Models

The skagent.models subpackage contains predefined economic models. For a narrative overview of the benchmark registry and how to call it, see the Benchmark Models guide; for runnable, plotted walkthroughs see the Examples.

Consumer Models

Benchmark Registry

The benchmark registry catalogues discrete-time dynamic programming problems with known closed-form policies (plus a few that are kept for numerical validation). Its public helpers and analytical-policy functions are listed below.

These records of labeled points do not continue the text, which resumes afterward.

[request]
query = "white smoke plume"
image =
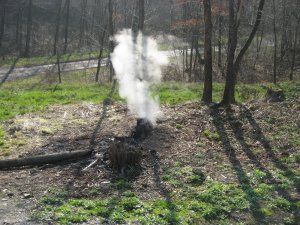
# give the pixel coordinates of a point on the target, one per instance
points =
(137, 63)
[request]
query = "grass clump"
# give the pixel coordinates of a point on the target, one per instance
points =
(212, 136)
(214, 203)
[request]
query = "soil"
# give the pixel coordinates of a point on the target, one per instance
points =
(176, 138)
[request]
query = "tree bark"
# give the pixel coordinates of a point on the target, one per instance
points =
(234, 66)
(82, 23)
(207, 92)
(29, 30)
(57, 26)
(111, 34)
(2, 26)
(275, 45)
(294, 49)
(67, 26)
(228, 96)
(141, 4)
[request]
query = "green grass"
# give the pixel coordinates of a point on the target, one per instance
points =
(212, 202)
(43, 60)
(173, 93)
(33, 94)
(37, 93)
(193, 200)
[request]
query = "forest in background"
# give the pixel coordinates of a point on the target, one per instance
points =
(31, 28)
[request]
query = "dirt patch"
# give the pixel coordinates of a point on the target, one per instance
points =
(218, 141)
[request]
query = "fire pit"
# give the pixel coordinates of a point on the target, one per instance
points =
(143, 129)
(126, 152)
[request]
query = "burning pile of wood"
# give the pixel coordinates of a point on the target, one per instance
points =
(126, 152)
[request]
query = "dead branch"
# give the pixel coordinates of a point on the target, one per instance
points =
(43, 159)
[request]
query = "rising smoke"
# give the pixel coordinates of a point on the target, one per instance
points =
(137, 63)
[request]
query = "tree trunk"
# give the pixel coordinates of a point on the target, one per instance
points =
(67, 26)
(207, 92)
(233, 67)
(275, 44)
(294, 49)
(228, 96)
(102, 39)
(82, 23)
(57, 25)
(141, 14)
(2, 25)
(29, 29)
(111, 34)
(220, 22)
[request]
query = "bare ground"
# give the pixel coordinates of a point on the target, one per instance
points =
(245, 141)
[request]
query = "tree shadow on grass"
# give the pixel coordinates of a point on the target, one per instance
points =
(243, 179)
(9, 71)
(155, 163)
(262, 139)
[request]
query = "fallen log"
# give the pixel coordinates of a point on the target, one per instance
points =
(43, 159)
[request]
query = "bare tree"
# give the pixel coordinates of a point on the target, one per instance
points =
(233, 65)
(29, 29)
(111, 34)
(2, 25)
(207, 92)
(57, 25)
(66, 26)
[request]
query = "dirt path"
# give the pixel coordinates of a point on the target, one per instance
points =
(8, 74)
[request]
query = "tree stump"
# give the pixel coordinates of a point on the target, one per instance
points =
(275, 95)
(124, 153)
(143, 128)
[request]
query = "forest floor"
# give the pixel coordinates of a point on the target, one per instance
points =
(200, 165)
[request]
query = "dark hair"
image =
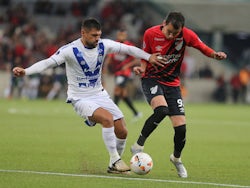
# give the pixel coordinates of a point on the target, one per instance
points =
(91, 23)
(176, 19)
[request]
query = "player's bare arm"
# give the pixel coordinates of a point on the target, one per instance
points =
(18, 71)
(219, 55)
(154, 60)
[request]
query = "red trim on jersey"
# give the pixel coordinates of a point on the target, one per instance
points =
(155, 41)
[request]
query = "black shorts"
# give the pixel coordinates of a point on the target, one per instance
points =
(121, 81)
(172, 95)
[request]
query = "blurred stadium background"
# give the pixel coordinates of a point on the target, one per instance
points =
(31, 30)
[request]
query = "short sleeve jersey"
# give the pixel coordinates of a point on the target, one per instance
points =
(173, 50)
(84, 66)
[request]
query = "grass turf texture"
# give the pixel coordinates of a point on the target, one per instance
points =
(48, 136)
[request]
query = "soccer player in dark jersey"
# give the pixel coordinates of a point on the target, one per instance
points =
(121, 66)
(161, 84)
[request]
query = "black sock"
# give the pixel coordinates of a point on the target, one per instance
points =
(151, 123)
(116, 99)
(179, 140)
(130, 105)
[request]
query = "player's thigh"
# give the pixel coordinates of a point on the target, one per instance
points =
(178, 120)
(153, 92)
(158, 100)
(102, 116)
(120, 128)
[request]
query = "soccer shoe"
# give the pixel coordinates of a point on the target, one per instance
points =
(181, 170)
(135, 148)
(119, 167)
(89, 123)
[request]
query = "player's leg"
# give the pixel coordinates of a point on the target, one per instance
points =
(155, 96)
(96, 114)
(124, 95)
(121, 135)
(177, 117)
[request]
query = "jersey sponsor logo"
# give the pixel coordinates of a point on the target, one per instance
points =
(178, 43)
(158, 48)
(154, 89)
(91, 76)
(159, 39)
(172, 58)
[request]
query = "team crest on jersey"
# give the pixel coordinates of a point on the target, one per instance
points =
(178, 43)
(158, 48)
(154, 89)
(159, 39)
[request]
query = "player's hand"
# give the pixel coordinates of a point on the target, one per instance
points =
(219, 55)
(157, 60)
(18, 71)
(138, 70)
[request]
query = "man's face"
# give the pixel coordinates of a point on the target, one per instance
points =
(90, 37)
(169, 31)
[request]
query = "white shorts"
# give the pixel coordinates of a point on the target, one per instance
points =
(85, 107)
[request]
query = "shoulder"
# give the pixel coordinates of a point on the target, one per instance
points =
(108, 42)
(153, 29)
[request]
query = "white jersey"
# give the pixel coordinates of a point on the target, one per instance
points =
(84, 65)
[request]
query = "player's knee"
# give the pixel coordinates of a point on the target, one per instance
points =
(120, 129)
(107, 121)
(181, 130)
(161, 111)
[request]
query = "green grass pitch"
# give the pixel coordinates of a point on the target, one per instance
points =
(45, 144)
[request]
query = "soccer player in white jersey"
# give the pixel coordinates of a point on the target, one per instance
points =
(84, 60)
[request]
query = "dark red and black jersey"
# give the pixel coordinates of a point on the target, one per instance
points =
(173, 50)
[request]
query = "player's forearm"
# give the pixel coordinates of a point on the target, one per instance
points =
(40, 66)
(135, 52)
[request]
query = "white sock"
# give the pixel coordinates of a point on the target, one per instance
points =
(109, 139)
(120, 145)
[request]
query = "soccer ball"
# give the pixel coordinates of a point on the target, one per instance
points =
(141, 163)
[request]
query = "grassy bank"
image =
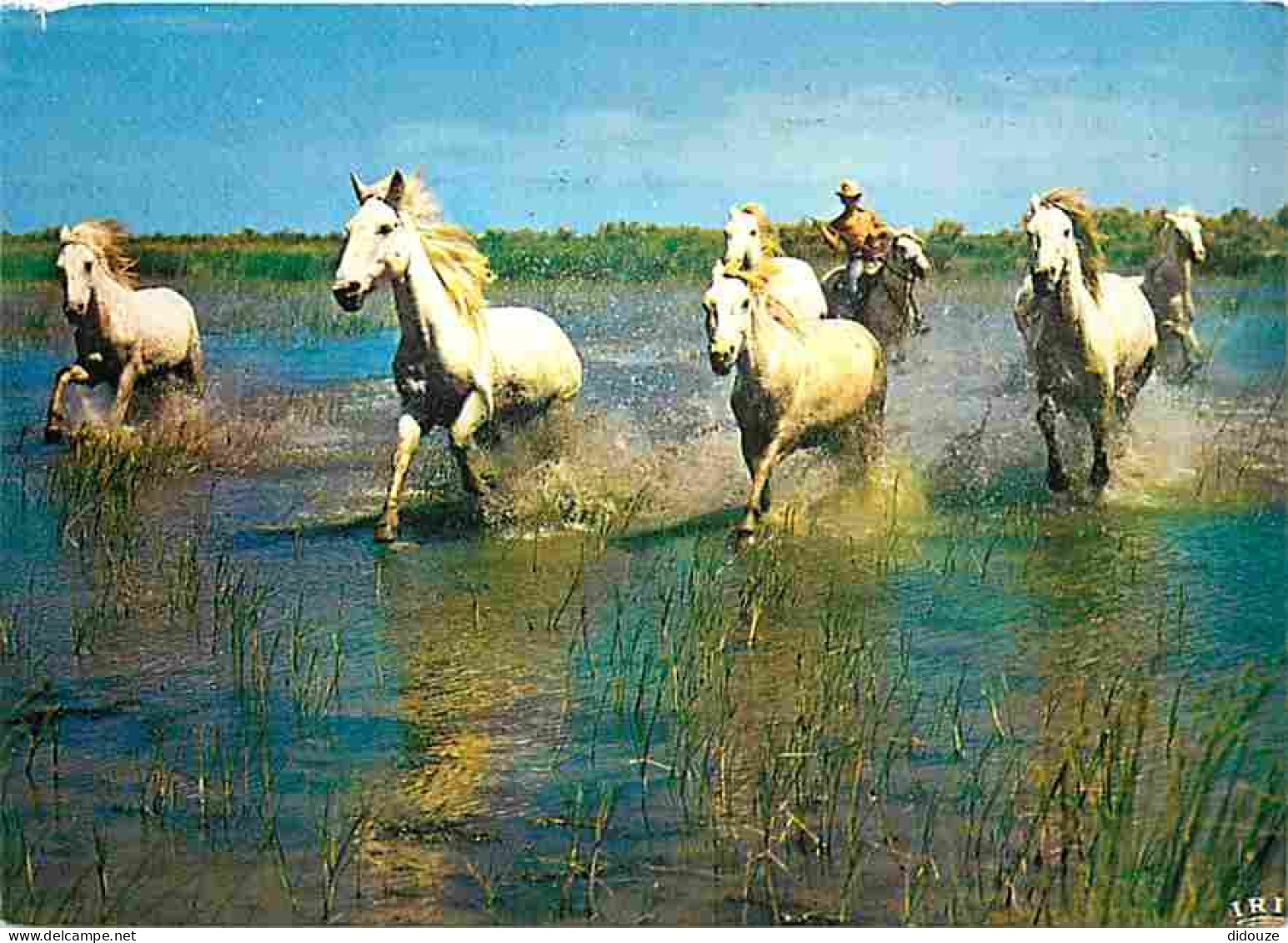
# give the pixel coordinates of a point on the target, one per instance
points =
(1240, 245)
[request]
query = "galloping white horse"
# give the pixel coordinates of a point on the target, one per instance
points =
(800, 383)
(889, 308)
(1167, 281)
(753, 246)
(459, 364)
(1090, 335)
(123, 335)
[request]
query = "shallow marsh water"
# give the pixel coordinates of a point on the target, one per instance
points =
(487, 725)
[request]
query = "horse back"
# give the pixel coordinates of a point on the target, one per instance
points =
(798, 288)
(167, 328)
(531, 354)
(1131, 316)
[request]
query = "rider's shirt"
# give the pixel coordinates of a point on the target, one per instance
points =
(860, 231)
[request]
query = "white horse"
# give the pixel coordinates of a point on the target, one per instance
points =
(753, 246)
(889, 308)
(1167, 281)
(459, 364)
(1090, 335)
(800, 383)
(123, 334)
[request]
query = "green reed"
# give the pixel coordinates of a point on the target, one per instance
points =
(1117, 803)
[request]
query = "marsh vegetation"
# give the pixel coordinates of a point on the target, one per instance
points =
(933, 696)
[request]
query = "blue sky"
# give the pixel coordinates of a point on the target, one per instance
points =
(209, 118)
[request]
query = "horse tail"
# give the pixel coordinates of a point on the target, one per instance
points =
(195, 366)
(874, 410)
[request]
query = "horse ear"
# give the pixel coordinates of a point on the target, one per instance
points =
(397, 184)
(359, 191)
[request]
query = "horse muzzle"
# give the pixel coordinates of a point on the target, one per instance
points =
(1044, 280)
(349, 295)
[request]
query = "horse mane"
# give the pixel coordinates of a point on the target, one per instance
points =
(106, 238)
(453, 252)
(775, 309)
(464, 271)
(1073, 203)
(768, 233)
(907, 233)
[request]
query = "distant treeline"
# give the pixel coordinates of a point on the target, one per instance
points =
(1240, 243)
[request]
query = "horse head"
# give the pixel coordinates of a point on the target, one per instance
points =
(749, 238)
(76, 269)
(1184, 226)
(379, 243)
(90, 250)
(727, 304)
(1063, 238)
(908, 255)
(1053, 248)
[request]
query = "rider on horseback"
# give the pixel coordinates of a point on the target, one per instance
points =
(860, 233)
(865, 238)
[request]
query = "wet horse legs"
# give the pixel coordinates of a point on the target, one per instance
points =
(1056, 479)
(408, 441)
(56, 419)
(473, 414)
(760, 467)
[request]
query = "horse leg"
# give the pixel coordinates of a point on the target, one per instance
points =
(1100, 419)
(473, 414)
(56, 418)
(758, 500)
(193, 370)
(124, 390)
(1139, 379)
(1193, 351)
(408, 441)
(1056, 479)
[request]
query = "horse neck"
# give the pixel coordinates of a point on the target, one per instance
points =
(1075, 299)
(425, 309)
(111, 298)
(767, 342)
(1179, 255)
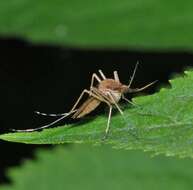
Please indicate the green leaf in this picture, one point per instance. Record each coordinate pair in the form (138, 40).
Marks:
(162, 123)
(85, 167)
(109, 23)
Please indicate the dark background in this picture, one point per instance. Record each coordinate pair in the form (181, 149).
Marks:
(50, 78)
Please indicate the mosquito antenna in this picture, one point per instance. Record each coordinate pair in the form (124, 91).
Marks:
(133, 75)
(50, 114)
(101, 73)
(140, 89)
(43, 127)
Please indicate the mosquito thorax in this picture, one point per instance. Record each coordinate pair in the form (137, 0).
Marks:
(112, 86)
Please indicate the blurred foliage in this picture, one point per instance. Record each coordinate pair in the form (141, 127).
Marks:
(109, 23)
(85, 167)
(161, 123)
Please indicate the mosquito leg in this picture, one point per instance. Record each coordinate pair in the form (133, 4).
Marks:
(133, 75)
(130, 102)
(50, 114)
(117, 106)
(108, 122)
(56, 121)
(142, 88)
(116, 76)
(102, 97)
(42, 127)
(102, 75)
(94, 76)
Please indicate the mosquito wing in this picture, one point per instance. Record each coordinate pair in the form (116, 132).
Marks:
(88, 106)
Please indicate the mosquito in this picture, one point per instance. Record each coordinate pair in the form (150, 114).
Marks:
(109, 91)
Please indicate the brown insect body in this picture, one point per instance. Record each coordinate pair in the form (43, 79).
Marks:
(109, 91)
(111, 86)
(89, 105)
(105, 87)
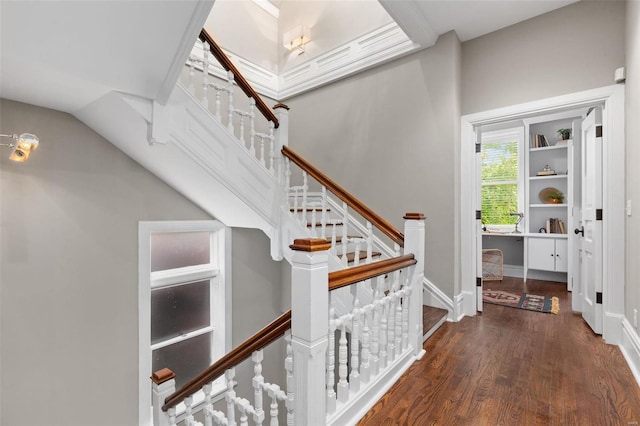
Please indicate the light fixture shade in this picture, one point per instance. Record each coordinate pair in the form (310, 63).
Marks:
(297, 37)
(26, 144)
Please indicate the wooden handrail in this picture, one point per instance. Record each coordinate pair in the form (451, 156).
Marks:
(377, 221)
(239, 78)
(345, 277)
(258, 341)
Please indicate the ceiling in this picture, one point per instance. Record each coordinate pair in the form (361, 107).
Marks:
(66, 54)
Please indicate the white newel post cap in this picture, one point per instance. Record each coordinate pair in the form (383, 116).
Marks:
(309, 325)
(164, 385)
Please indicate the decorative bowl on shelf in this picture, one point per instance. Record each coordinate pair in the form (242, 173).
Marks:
(551, 195)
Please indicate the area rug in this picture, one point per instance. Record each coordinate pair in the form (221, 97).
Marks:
(530, 302)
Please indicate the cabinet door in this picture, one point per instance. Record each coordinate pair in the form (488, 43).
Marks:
(562, 256)
(541, 253)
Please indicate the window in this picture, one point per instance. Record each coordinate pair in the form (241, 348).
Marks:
(184, 300)
(502, 177)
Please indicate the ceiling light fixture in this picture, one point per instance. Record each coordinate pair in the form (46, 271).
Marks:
(22, 149)
(297, 38)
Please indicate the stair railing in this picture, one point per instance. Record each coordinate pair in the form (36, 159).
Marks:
(341, 218)
(260, 138)
(376, 341)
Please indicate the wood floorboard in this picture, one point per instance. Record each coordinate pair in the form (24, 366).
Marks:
(509, 366)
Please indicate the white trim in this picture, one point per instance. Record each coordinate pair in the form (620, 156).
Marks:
(374, 48)
(145, 229)
(613, 99)
(196, 23)
(433, 296)
(356, 408)
(630, 348)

Analytically Solvable Consumption-Savings Models

This module implements a collection of discrete-time consumption-savings dynamic programming problems for which the literature has succeeded in writing down true closed-form policies. These represent well-known benchmark problems from the economic literature with established analytical solutions.

THEORETICAL FOUNDATION

An entry qualifies for inclusion ONLY if: (i) The problem is a bona-fide dynamic programming problem (ii) The optimal c_t (and any other control) can be written in closed form with no recursive objects left implicit

Standard Timing Convention (Adopted Throughout)

t ∈ {0,1,2,…} : period index A_{t-1} : beginning-of-period assets (arrival state, before interest) y_t : non-capital income (realized in period t) R : gross return on assets (R = 1 + r > 1) m_t = R*A_{t-1} + y_t : cash-on-hand (market resources available for consumption) c_t : consumption (control variable) A_t = m_t - c_t : end-of-period assets (state for next period) H_t = E_t[∑_{s=1}^∞ R^{-s} y_{t+s}] : human wealth (present value of future income) W_t = m_t + H_t : total wealth (cash-on-hand plus human wealth) u(c) : period utility function β : discount factor TVC : lim_{T→∞} E_0[β^T u’(c_T) A_T] = 0 (transversality condition)

Registry access

skagent.models.benchmarks.list_benchmark_models()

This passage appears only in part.